Dia bersi keras untuk pergi meski mengetahui sayapnya telah patah. Bahkan meski harus kehilangan jiwanya karena harus meninggalkan Romeo itu, sang Malaikat akan merasa begitu terhormat.

Pada dasarnya, dia tidak perlu menyesali keputusan itu.

Karena ia begitu mencintai Romeonya.

 

***

PROLOGUE  CHAPTER 1 CHAPTER 2 CHAPTER3

***

Belakangan ini aku mengalami gejala sulit tidur, tidak jarang aku juga mengalami mimpi buruk dan itu terus berlangsung selama dua minggu. Awalnya aku tidak terlalu mempedulikan hal ini, namun lama kelamaan aku menyadari bahwa ini bukanlah hal yang bisa diabaikan begitu saja. Setelah menghadapi hari-hari yang melelahkan, secara teknis aku membutuhkan waktu yang cukup berkualitas untuk mengistirahatkan tubuhku. Tapi apa yang terjadi padaku jelas-jelas salah. Aku benar-benar khawatir jika diriku akan terkena stress lantaran tugas-tugas ini.

Aku mungkin tidak akan mengajukan protes saat dosen-dosen itu memberikan tugas essay atau studi pustaka yang cukup membuatku tidak bisa bergerak dari perpustakaan. Dan selama ini, aku memang tak pernah melakukannya.

Kakiku melangkah keluar dari subway, dengan membawa setumpuk buku dari perpustakaan kota, ku putuskan untuk menyudahi hari ini dengan pulang ke rumah kos-kosanku yang letaknya di pinggir kota. Aku telah merencanakan beberapa agenda seperti mengerjakan tugas essay dari profesor Do sembari makan ramyun, setelah itu aku akan mendengarkan acara radio sembari mempersiapkan bahan presentasi esok lusa. Kalau perlu, aku akan membeli beberapa botol minuman ringan dan kue beras pedas, tapi sepertinya aku tidak akan sempat melakukan itu. Waktu sudah menunjukkan pukul delapan malam, gerimis mulai memercik di kakiku saat aku berjalan di trotoar menuju halte bis selanjutnya.

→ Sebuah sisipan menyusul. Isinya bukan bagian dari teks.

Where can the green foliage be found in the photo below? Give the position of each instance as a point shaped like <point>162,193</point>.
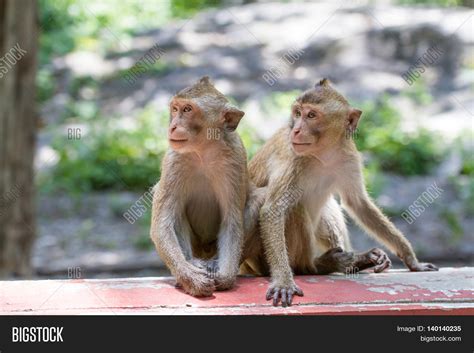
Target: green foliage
<point>113,155</point>
<point>279,102</point>
<point>395,150</point>
<point>44,85</point>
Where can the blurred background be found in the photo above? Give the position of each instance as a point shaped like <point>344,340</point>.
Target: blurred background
<point>105,72</point>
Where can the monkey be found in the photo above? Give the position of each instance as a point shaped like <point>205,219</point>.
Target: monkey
<point>204,200</point>
<point>301,226</point>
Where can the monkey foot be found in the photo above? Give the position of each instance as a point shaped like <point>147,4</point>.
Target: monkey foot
<point>283,293</point>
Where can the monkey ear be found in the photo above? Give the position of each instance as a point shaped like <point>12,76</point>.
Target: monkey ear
<point>231,117</point>
<point>353,118</point>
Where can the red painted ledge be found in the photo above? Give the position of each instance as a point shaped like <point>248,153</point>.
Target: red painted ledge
<point>397,292</point>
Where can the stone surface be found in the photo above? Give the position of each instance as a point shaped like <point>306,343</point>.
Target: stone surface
<point>447,292</point>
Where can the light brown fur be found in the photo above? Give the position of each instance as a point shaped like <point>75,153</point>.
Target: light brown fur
<point>311,160</point>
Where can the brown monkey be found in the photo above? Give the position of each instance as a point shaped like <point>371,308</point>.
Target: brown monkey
<point>301,225</point>
<point>198,207</point>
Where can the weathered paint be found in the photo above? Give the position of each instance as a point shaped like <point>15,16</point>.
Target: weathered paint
<point>449,291</point>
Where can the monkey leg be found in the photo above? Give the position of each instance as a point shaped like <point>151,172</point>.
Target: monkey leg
<point>211,266</point>
<point>332,235</point>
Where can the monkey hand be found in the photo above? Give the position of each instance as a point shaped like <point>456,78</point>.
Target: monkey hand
<point>416,266</point>
<point>210,266</point>
<point>195,282</point>
<point>284,292</point>
<point>376,258</point>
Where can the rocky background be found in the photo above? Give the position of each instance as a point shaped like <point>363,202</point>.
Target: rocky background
<point>364,49</point>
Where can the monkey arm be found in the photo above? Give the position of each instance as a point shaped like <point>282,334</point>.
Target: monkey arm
<point>363,209</point>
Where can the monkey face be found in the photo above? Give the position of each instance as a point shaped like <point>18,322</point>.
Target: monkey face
<point>186,123</point>
<point>307,125</point>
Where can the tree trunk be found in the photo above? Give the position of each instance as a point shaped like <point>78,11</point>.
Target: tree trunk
<point>18,122</point>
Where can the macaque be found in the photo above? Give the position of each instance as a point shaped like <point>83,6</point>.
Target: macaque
<point>199,204</point>
<point>301,225</point>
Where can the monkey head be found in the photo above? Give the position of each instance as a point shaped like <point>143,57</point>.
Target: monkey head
<point>320,118</point>
<point>199,115</point>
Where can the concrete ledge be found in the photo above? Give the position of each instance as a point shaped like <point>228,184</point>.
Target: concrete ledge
<point>397,292</point>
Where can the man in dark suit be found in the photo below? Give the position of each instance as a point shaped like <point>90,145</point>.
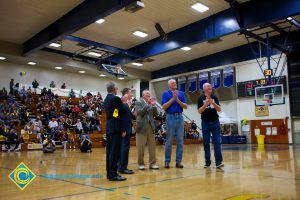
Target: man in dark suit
<point>115,130</point>
<point>123,163</point>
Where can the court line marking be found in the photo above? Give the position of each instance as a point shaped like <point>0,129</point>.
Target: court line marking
<point>70,195</point>
<point>170,179</point>
<point>182,177</point>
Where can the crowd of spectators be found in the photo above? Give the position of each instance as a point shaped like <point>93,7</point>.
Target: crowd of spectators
<point>60,119</point>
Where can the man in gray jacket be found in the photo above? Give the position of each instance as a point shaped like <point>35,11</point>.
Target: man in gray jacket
<point>146,110</point>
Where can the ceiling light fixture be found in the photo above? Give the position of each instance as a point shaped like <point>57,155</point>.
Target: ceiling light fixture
<point>186,48</point>
<point>137,64</point>
<point>31,63</point>
<point>94,54</point>
<point>100,21</point>
<point>140,34</point>
<point>54,44</point>
<point>200,7</point>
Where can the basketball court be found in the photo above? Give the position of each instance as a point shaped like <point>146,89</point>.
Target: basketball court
<point>56,58</point>
<point>250,173</point>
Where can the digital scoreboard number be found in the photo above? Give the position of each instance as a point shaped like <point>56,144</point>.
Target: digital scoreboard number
<point>247,88</point>
<point>268,72</point>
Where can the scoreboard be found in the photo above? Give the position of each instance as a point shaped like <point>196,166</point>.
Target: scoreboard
<point>247,88</point>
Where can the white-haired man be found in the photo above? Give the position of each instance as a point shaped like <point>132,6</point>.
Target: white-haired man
<point>146,110</point>
<point>208,107</point>
<point>174,102</point>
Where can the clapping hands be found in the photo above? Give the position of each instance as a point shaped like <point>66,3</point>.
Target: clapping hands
<point>175,94</point>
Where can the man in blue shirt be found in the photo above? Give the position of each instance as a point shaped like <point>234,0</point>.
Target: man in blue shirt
<point>174,102</point>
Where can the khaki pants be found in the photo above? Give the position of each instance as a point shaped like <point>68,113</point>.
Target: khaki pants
<point>141,140</point>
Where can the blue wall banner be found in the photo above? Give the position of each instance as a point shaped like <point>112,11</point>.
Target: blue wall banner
<point>192,83</point>
<point>228,77</point>
<point>182,83</point>
<point>203,78</point>
<point>215,79</point>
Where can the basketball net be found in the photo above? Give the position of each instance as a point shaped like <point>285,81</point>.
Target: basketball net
<point>267,102</point>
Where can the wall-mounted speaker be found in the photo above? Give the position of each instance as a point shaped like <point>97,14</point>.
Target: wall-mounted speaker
<point>161,31</point>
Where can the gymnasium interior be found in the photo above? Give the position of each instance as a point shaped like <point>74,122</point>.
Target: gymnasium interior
<point>56,57</point>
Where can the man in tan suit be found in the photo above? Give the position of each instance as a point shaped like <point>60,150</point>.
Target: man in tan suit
<point>145,129</point>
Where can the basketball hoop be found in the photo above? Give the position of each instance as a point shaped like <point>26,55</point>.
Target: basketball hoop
<point>267,102</point>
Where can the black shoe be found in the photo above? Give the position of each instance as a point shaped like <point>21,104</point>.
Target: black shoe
<point>117,178</point>
<point>167,165</point>
<point>179,165</point>
<point>206,165</point>
<point>220,165</point>
<point>126,171</point>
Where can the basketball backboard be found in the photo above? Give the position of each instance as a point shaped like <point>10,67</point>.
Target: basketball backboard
<point>269,95</point>
<point>116,70</point>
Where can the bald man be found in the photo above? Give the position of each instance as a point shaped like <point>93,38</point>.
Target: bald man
<point>208,107</point>
<point>174,102</point>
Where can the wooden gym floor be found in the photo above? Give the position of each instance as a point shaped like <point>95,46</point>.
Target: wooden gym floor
<point>272,172</point>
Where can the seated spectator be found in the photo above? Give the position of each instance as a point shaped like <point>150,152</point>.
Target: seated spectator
<point>44,91</point>
<point>79,127</point>
<point>90,113</point>
<point>3,94</point>
<point>72,94</point>
<point>53,126</point>
<point>12,138</point>
<point>89,94</point>
<point>35,85</point>
<point>28,99</point>
<point>52,84</point>
<point>60,131</point>
<point>193,126</point>
<point>23,93</point>
<point>65,139</point>
<point>16,89</point>
<point>63,86</point>
<point>11,86</point>
<point>48,145</point>
<point>71,139</point>
<point>28,128</point>
<point>76,110</point>
<point>85,144</point>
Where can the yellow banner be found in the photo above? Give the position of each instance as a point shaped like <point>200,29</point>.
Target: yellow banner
<point>261,111</point>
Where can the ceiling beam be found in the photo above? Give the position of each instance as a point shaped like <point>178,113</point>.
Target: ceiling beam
<point>227,57</point>
<point>102,46</point>
<point>279,30</point>
<point>264,41</point>
<point>81,16</point>
<point>253,13</point>
<point>295,23</point>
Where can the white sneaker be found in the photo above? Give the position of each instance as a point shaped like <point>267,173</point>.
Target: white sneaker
<point>142,167</point>
<point>154,166</point>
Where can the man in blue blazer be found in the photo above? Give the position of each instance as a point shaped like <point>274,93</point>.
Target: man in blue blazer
<point>126,99</point>
<point>115,130</point>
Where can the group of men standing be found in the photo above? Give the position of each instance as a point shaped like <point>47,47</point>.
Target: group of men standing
<point>119,115</point>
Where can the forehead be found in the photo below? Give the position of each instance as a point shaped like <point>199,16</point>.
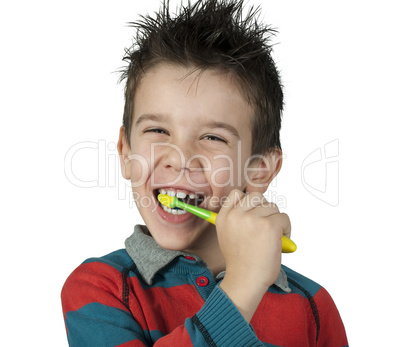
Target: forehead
<point>189,93</point>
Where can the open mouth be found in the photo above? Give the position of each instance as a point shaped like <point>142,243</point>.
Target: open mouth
<point>188,198</point>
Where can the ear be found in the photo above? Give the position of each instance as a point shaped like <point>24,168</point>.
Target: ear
<point>261,170</point>
<point>124,151</point>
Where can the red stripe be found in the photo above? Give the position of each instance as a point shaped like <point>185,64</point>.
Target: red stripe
<point>165,308</point>
<point>92,282</point>
<point>284,319</point>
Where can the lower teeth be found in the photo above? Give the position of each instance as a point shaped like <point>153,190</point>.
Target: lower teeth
<point>173,211</point>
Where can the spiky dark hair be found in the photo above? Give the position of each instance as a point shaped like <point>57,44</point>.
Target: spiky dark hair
<point>212,34</point>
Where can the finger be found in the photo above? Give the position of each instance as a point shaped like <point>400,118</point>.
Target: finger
<point>230,201</point>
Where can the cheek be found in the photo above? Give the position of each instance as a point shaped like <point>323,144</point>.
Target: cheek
<point>224,172</point>
<point>140,167</point>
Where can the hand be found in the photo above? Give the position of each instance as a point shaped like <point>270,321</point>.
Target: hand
<point>249,230</point>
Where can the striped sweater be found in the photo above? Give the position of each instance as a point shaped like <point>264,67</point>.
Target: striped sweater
<point>144,295</point>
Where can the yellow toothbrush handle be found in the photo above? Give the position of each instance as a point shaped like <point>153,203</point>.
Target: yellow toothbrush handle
<point>288,246</point>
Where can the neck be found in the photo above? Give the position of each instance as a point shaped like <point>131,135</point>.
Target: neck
<point>210,252</point>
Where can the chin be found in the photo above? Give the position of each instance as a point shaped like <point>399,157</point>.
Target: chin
<point>173,242</point>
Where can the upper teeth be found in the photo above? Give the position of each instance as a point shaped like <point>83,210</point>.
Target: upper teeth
<point>180,195</point>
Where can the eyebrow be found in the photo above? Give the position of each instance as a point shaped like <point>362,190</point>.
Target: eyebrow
<point>209,124</point>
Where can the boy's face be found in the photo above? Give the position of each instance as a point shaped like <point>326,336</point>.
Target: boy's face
<point>191,133</point>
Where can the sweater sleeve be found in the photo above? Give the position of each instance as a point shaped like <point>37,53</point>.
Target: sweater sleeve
<point>96,315</point>
<point>332,331</point>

Lagi pula, aku sudah terlalu lelah untuk berjalan lebih jauh lagi. Seperti yang telah ku jelaskan sebelumnya, aku selalu menghadapi hari yang penuh dengan tekanan. Aku hanya bisa memikirkan tugasku dengan cara yang tidak benar. Tanpa ku sadari, aku malah membuat diriku semakin lelah dan jengah dengan kehidupanku sendiri.

Namun jika ini adalah satu-satunya hal yang dapat membuatku melupakan Jong In dan  kehidupanku yang tidak bahagia, maka semuanya pasti akan baik-baik saja.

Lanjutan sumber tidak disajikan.